Chile has become the Latin American country that the business press and economists love to extol. In this work, John Kline, administrator of a program in business diplomacy at Georgetown University, examines the rules for foreign investment that were established during the military dictatorship of Augusto Pinochet, their consequences for a wide range of business sectors, and the modifications that have accrued since elective government was restored in 1990. After an introductory chapter on the 1960s and 1970s, Kline provides details on law and business decisions in the 1980s that will make this a valuable work for many years to come.

Drawing on contemporary monographs, the Chilean business press, and interviews with managers of foreign corporations, Kline gives an excellent synopsis of Chilean law and the foreign investment boom, then discusses the role of multinational corporations in such key sectors as minerals, energy, nontraditional exports, finance, and electronics. Along the way, he compares how corporations in the same sector reacted to common situations; for example, the behavior of U. S. banks toward Chile’s debt crisis. He also demonstrates that while the government cut regulation, it enforced those rules it retained. “Chile’s recent experience with foreign investment,” Kline concludes, “thus offers little support for concerns over past criticisms about foreign investor actions” (p. 255).

Kline’s work leaves a number of impressions. Multinational capital has helped Chile diversify exports, develop new management skills, and acquire new technology. The new sources of capital range from Australia and New Zealand to Japan and the United States. Multinational corporate mergers and leveraged buyouts have had a volatile impact on Chile as projects begun under one management have been inherited by others. Government rules on investment and debt-equity swaps have played a major role in corporate decision making—on this last issue, the book really has no equal. Finally, the elected Aylwin government has provided even more liberal terms for foreign investment than did the Pinochet dictatorship.

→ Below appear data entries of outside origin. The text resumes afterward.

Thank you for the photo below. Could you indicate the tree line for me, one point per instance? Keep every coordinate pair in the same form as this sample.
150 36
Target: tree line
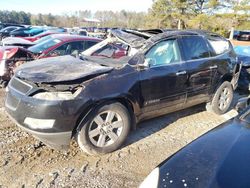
214 15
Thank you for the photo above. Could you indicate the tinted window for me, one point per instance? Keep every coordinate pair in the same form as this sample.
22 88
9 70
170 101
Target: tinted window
105 51
219 45
163 53
42 46
90 44
59 51
195 47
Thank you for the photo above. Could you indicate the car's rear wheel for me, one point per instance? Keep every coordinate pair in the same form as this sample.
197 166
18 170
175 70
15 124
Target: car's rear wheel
106 131
222 99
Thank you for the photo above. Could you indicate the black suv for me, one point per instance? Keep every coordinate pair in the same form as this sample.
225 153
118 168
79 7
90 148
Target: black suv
98 100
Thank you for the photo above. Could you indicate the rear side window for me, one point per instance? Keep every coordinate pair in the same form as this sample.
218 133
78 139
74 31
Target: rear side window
195 47
105 51
164 53
219 45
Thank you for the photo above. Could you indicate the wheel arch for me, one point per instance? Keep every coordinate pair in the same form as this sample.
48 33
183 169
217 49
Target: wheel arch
89 112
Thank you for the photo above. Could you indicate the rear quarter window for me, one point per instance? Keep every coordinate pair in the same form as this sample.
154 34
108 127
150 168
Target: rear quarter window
219 45
195 47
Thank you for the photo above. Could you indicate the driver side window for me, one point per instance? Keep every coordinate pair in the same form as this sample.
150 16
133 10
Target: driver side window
164 53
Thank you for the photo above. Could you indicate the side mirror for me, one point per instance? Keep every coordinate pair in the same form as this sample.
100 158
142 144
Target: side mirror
75 53
242 104
144 65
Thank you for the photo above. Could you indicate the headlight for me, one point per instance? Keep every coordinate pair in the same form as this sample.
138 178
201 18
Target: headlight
57 96
152 179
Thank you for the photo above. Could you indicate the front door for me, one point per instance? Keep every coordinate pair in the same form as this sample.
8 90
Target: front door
163 85
201 68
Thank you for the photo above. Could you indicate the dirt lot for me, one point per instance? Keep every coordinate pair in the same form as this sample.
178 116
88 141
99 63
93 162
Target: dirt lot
25 162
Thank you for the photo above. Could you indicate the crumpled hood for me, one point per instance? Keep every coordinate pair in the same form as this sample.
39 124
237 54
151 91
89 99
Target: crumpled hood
16 41
244 59
59 69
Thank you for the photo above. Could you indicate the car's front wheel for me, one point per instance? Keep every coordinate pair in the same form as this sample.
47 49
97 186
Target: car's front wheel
106 131
222 99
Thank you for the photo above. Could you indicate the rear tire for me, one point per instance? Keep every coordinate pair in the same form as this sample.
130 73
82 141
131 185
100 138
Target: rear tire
222 99
106 131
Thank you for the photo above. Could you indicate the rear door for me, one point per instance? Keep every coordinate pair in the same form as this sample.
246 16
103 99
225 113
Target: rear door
201 68
163 85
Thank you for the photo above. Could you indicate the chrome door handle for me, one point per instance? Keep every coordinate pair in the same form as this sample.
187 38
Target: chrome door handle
213 67
181 73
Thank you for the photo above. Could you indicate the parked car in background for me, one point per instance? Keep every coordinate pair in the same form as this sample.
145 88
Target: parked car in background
98 100
5 32
3 25
41 35
56 45
219 158
27 32
21 42
243 53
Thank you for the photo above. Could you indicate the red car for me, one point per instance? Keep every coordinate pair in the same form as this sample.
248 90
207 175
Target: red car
40 35
58 45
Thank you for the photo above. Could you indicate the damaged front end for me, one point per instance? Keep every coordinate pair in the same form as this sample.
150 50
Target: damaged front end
11 59
47 100
244 79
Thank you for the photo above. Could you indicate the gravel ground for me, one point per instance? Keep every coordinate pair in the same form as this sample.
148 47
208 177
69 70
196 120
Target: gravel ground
26 162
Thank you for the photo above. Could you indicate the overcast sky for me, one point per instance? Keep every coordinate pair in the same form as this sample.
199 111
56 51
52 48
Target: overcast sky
64 6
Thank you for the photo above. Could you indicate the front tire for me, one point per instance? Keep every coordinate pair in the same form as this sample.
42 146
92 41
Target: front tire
222 99
106 131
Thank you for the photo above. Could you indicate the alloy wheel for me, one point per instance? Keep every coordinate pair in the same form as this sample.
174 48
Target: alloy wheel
105 128
224 99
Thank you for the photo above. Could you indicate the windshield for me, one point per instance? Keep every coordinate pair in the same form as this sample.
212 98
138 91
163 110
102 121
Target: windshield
242 50
40 47
43 39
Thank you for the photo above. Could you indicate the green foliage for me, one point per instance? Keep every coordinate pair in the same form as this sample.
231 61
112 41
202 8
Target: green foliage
213 15
15 17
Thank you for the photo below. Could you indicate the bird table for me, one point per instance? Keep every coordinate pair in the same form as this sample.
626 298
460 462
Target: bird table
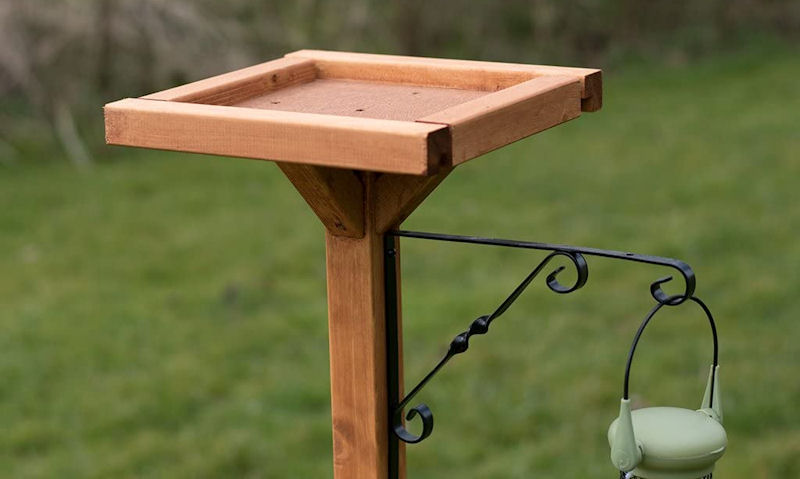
364 139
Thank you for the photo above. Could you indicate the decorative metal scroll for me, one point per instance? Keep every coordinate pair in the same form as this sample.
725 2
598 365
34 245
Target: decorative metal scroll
460 344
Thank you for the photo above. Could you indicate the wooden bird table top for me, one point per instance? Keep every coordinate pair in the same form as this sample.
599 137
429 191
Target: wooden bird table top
364 139
366 112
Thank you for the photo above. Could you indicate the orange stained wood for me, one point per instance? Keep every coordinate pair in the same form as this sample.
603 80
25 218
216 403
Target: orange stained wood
356 307
364 139
358 111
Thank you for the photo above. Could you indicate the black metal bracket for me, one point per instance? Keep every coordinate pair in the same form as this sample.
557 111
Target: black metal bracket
460 344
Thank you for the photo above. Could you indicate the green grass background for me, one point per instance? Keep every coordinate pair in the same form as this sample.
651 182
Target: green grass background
163 314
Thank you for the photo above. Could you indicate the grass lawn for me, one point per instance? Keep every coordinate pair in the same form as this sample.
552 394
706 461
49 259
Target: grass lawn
163 314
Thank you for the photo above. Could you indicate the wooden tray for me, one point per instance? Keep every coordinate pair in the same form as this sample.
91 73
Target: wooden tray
367 112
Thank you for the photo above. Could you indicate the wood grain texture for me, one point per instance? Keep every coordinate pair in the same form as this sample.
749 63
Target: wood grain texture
495 120
342 142
362 99
239 85
335 195
397 196
356 329
356 314
467 74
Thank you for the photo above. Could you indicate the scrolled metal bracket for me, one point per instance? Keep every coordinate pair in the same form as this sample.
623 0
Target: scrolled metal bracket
460 344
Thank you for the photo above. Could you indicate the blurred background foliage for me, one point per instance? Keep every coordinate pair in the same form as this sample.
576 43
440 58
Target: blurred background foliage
163 314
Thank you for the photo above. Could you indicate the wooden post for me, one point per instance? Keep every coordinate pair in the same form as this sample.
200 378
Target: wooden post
357 208
363 153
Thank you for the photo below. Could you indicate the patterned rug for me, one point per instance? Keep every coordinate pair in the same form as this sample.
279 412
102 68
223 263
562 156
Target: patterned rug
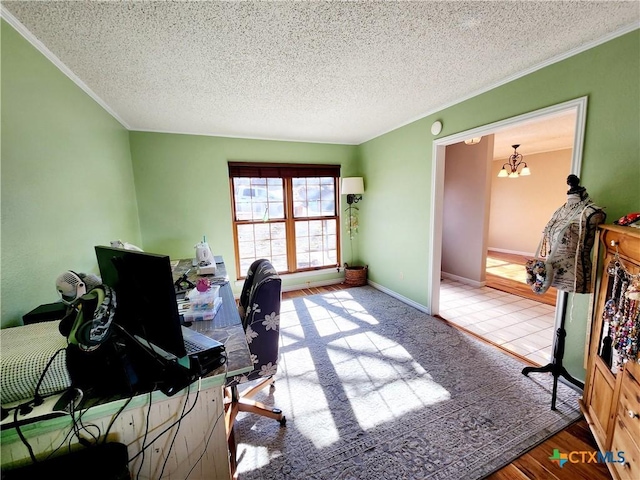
374 389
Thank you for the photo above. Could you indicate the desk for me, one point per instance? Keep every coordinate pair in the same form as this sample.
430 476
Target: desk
200 439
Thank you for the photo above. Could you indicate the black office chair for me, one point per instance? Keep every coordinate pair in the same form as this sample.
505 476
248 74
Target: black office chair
259 309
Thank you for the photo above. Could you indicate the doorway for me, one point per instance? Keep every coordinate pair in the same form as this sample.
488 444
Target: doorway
518 125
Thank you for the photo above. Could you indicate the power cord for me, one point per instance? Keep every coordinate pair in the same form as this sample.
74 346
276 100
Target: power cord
146 432
175 434
169 427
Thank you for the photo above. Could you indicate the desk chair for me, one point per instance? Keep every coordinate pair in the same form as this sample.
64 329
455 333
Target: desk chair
259 309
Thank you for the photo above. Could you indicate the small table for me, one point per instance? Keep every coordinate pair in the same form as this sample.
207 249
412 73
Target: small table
150 420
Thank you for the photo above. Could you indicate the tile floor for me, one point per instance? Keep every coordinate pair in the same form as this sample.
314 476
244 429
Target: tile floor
523 326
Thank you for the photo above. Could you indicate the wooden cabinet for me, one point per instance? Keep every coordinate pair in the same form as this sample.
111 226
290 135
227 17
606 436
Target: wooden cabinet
611 402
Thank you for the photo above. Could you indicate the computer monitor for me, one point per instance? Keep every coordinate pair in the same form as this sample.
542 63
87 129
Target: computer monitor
145 294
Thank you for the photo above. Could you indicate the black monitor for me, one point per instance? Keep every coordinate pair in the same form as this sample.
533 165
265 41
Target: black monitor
145 294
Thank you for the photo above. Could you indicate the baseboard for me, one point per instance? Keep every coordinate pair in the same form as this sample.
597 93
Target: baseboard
403 299
466 281
511 252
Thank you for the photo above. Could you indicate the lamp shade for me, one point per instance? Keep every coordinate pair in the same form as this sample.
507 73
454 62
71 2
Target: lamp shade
352 186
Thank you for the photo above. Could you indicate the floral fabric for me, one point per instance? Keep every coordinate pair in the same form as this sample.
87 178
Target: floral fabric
260 312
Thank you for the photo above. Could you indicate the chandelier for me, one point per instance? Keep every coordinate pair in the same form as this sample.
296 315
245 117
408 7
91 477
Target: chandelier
510 169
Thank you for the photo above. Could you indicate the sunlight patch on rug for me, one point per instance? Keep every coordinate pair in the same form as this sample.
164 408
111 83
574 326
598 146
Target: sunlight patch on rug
388 391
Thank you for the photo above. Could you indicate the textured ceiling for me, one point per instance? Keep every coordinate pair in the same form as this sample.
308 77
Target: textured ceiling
340 72
552 133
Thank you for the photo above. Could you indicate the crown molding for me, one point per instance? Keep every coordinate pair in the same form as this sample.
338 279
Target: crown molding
31 38
558 58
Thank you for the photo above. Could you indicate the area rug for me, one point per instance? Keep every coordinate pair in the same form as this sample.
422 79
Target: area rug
373 388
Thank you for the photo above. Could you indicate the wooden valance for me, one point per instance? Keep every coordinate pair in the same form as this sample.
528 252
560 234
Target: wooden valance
282 170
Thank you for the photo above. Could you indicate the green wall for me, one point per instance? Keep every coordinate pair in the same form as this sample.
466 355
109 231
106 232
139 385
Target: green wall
67 181
73 177
182 185
397 166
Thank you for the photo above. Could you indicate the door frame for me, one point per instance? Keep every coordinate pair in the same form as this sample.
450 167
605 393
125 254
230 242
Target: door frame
578 105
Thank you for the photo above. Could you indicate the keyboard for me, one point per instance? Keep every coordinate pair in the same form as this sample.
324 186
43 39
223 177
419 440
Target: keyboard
192 347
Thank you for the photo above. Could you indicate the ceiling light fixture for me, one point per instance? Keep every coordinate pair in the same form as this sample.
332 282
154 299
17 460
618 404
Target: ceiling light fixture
514 162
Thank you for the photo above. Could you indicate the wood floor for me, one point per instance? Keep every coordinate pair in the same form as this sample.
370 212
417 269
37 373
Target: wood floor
535 464
506 272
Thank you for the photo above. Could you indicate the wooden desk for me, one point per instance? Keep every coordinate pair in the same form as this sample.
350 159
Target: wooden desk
200 438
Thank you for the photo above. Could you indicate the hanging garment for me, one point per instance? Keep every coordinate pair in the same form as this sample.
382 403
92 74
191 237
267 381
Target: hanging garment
567 240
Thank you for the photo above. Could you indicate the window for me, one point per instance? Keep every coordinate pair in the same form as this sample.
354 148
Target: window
287 214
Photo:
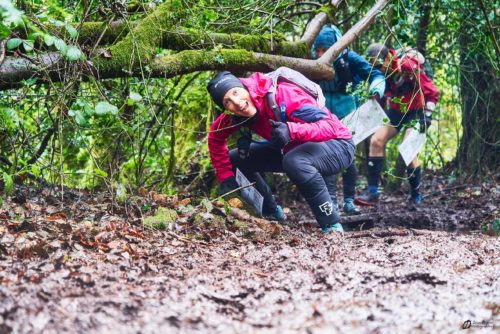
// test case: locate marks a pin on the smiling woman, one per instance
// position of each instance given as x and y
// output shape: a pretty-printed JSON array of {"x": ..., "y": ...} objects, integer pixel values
[
  {"x": 308, "y": 144},
  {"x": 237, "y": 100}
]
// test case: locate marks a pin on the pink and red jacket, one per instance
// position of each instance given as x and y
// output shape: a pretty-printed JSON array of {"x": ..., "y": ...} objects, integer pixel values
[
  {"x": 305, "y": 119},
  {"x": 408, "y": 83}
]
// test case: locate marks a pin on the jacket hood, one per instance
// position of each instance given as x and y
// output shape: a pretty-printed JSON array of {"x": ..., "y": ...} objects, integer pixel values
[
  {"x": 257, "y": 85},
  {"x": 328, "y": 36}
]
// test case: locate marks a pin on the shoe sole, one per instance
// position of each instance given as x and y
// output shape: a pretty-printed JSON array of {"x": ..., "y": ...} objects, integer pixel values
[{"x": 360, "y": 202}]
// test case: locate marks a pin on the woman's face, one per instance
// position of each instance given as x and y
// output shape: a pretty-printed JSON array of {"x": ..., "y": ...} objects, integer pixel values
[
  {"x": 320, "y": 51},
  {"x": 237, "y": 100}
]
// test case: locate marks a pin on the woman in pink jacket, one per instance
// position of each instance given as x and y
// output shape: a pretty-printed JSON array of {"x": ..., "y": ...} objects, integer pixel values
[
  {"x": 411, "y": 95},
  {"x": 310, "y": 144}
]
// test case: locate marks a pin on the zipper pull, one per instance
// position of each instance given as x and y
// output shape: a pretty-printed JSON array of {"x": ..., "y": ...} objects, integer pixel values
[{"x": 283, "y": 112}]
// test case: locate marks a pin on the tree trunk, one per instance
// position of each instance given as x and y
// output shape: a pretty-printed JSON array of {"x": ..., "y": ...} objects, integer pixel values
[
  {"x": 478, "y": 152},
  {"x": 422, "y": 27}
]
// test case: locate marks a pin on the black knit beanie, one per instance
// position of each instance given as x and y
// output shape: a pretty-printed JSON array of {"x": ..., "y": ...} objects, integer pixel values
[{"x": 220, "y": 84}]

The book offers far too little discussion of labor and the environment, and not everyone will agree that MNCs are as beneficent as Kline believes they are. Outside political pressures are little mentioned in the shaping of Chile’s internal policies. The work could have been strengthened by a few tables and graphs relating changes over time among particular sectors and in wages and profits. The most glaring omission is a convincing portrait of Chile’s balance of payments. By failing to address these larger issues, Kline reduces the value of his own research. Still, this is a significant addition to any discussion of foreign capital in Chile.